Pulls into Wolverhampton about 15 down (other half late from Wrexham).
Meanwhile in plain view of everybody the LM stopper is let go from P5.
It just added another 10 minutes to our arrival time into New St as we drifted behind on single yellows all the way.
Difficult to see the reasoning behind this move.
I thought the rule was "minimise overall delay".
In this case, overall delay probably was minimised. The stopper to New St was already 5 late, so any further delay would have reacted even more on the Liverpool - Brum and Glasgow Brum which follow it. The first rule of regulation is indeed minimise overall delay, though there are regulation policies applying to specific circumstances.
--- old post above --- --- new post below ---
Minor rant #2 of 3 for today.

At various points during the day there is this kind of scenario:

1. train from south west to Manchester (or wherever) due to arrive BPW 1808 dep 1809
2. train from Paddington to south Wales due to arrive BPW at 1806, due to dep at 1808 once the cross-country train has faffed its way across the mainline from Temple Meads

Today, the train from the South West was held outside BPW because the 1801 (ex south Wales) to Paddington was late arriving and didn't leave till 1809. The Paddington to Swansea train arrived at 1805 but didn't leave until 1812 because we had to wait for the delayed train to Paddington to leave, then for the cross-country train to faff its way into BPW.

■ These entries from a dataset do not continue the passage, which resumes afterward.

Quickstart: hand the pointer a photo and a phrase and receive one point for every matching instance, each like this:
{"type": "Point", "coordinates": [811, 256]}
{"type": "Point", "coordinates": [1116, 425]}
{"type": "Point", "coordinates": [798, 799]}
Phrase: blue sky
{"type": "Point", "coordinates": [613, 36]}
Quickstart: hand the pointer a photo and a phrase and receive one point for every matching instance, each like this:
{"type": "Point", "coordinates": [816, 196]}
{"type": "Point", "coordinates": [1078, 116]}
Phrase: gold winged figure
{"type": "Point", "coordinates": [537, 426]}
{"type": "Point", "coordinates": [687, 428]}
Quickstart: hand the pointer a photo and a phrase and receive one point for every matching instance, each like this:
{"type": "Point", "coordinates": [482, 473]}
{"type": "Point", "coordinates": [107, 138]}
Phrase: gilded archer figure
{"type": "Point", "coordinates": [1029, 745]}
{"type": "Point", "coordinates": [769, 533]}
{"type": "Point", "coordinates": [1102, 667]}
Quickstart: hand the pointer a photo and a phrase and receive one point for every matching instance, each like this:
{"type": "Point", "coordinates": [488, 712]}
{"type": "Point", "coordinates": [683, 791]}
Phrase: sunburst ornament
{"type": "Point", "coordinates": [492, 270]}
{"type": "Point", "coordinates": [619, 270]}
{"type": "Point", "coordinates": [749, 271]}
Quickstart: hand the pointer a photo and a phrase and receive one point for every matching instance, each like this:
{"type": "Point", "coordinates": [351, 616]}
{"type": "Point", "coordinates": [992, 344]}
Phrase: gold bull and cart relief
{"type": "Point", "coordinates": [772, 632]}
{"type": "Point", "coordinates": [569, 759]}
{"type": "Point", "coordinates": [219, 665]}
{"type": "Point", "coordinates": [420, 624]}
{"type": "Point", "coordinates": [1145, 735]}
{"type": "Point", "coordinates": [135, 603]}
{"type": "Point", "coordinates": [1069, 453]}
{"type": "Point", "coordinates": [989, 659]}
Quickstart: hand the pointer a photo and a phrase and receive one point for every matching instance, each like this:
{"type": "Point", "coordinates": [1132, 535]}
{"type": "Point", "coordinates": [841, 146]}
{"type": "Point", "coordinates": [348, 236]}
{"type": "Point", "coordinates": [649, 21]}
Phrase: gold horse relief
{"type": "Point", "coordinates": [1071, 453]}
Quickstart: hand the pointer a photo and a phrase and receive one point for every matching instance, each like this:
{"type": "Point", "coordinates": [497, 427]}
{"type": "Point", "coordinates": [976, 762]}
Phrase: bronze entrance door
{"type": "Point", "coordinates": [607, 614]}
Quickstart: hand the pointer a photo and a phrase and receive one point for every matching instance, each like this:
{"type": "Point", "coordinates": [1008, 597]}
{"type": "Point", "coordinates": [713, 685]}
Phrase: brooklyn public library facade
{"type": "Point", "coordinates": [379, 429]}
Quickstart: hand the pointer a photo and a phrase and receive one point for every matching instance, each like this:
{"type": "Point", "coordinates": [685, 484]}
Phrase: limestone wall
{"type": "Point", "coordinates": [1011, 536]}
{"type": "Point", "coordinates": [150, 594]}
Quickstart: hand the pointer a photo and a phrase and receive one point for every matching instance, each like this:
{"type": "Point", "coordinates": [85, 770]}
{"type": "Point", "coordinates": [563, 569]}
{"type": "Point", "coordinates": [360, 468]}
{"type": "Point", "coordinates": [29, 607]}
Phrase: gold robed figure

Putting aside debates about whether timetabling should be more streamlined, or whether BPW needs further work, why wasn't the Paddington to south Wales train allowed to leave on time - it would have been well clear of the junction with the lines to Temple Meads before the train heading to Paddington was out of the platform. Seems bizarre, especially given that one's a main line from London and the other's a turtuously slow meander through the countryside. Is it worth giving formal constructive feedback to anyone, and if so, to whom?
The chances are the XC was allowed up to the signal between the junction and the platform, so the back of it would have been foul of the junction, preventing the down HST leaving. If the up Hst was delayed at Parkway, then this delay to the up HST could not have been foreseen.